How is it that I have nothing exciting to do on New Year's Eve? I am tempted to say it's because I am a boring person with no friends, but that can't be right. One year I went to Las Vegas for New Year's. That was a good time. I kissed nine guys at midnight. Nine guys in the span of a few minutes, that's a record for me. But that was eight years ago. Since then, my New Year's Eves have been a horrifying montage of suburban bars, light beer, puking tequila, and children on "jolly jumps." That's what happens when I go to other people's parties.
Last year, I made a turducken and had friends over for drinks and games. It was a nice time, but I don't want to do it again. My plan for this year is to sit on the couch with a bag of cookies and a bottle of pineapple rum and watch some girl-on-girl porn. I have had a bit of an addiction to all three of those things lately.
I am not sure what I will ultimately end up doing on December 31st, but here are ten things I won't be doing.
- Watching anything with "Rockin'" in the title.
New Year's Eve celebration specials are crap. Dick Clark recently had a stroke and Regis Philbin is stepping in for him. I would kill myself before I would watch that. I don't want to see people frolic on the streets of New York. I don't want to watch fireworks set to music. I don't want to see Usher sing about cheaters. Besides, I don't know how to work the picture-in-picture thing on the TV and, as mentioned previously, there is a good chance I will be watching porn.

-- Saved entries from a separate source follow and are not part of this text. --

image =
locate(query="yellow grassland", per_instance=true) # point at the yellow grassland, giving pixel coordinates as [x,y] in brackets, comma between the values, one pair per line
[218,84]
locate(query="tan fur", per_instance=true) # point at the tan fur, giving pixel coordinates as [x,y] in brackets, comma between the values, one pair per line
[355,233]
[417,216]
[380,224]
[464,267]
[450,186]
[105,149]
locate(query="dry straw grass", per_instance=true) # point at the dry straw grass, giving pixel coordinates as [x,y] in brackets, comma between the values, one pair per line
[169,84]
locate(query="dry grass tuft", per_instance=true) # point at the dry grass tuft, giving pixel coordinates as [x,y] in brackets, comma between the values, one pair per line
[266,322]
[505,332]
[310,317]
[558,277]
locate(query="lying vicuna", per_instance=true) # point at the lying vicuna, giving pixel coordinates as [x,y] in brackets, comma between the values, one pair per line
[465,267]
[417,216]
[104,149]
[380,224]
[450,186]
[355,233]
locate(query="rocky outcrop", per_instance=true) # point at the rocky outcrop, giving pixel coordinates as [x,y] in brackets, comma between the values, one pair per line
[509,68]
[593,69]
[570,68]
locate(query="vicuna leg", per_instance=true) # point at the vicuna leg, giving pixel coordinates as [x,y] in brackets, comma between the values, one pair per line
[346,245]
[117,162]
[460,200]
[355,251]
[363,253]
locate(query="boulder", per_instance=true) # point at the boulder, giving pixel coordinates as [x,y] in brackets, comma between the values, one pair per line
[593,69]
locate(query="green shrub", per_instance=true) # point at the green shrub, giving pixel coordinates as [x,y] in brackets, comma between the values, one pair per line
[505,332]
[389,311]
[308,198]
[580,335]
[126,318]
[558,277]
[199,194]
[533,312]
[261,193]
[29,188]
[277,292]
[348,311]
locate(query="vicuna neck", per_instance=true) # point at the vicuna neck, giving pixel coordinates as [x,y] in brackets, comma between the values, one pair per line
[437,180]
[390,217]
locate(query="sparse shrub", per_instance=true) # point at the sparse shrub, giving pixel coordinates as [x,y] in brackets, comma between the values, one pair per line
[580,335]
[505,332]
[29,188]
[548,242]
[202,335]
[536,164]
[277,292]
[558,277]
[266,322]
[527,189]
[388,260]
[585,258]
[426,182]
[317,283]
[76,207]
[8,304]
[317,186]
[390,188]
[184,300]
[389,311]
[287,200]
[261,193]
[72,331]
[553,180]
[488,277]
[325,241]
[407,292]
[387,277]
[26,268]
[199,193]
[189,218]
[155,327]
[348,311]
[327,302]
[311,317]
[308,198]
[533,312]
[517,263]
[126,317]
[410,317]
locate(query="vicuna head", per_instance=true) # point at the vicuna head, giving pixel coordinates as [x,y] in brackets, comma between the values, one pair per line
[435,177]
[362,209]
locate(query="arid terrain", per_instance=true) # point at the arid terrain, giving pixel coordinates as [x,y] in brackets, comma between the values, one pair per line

- Wearing a party hat and blowing a noise-maker.
I think those things only happen in movies anyway. If I were to be invited to a party and take leave of my senses long enough to actually attend, there better not be any glittering hats or twirling noise-making devices. I will leave. I will drink all the rum and then I will leave. I will drink all the rum, kiss someone's boyfriend and then I will leave.
- Going to Las Vegas.
That shit was crazy. I am too married for that now. My husband doesn't permit me to make out with strange men in the street and if that isn't part of the deal I might as well stay my ass home.
- Paying a cover charge.
I don't hang out in bars much anymore so I wouldn't even know where to go. The places I would think to go to would be lame and the places I would want to go to wouldn't let me in. Also, at least for me, going to bars in the past often resulted in kissing random people so, as I said in #3, that is no longer an option.
- Volunteering at an art museum just so that I can see Harvey Danger play.
This is pretty specific, I know. It happens to be what my friend in Seattle will be doing and I just don't get the appeal. Seeing great live music for free? Ok. Working for it? No thanks.
- Attending anything described as a "ball," a "bash," or an "extravaganza."
A friend recommended the New Year's Eve Ball at the Roosevelt Hotel. It includes midget acrobatics. Any event that is black-tie optional is going to have skanks in party dresses and skeazy assholes in tuxes, I don't want to have to deal with, even to see midgets performing tricks.
- Spending $250 on dinner for two.
I have nothing against an expensive meal - my husband and I just blew $120 on steaks last Saturday - but I have had food poisoning several times after eating at a restaurant on a holiday. They get busy and they get careless. I refuse to spend the first day of 2005 puking up overpriced stuffed mushrooms.
- Making resolutions.
This is something that I have done every year and every year it results in the same list of things. If I haven't done them by now, they ain't getting done. Sorry, my fat ass, you are here to stay.
- Playing board games at my mom's house.
She tries to get me to go there every year. Fine, I'm boring. Whatever. I am still not spending New Year's Eve at my mom's house.
- Pillowfighting in a baby doll nighty.
I won't be doing it, but I might be watching it on pay-per-view.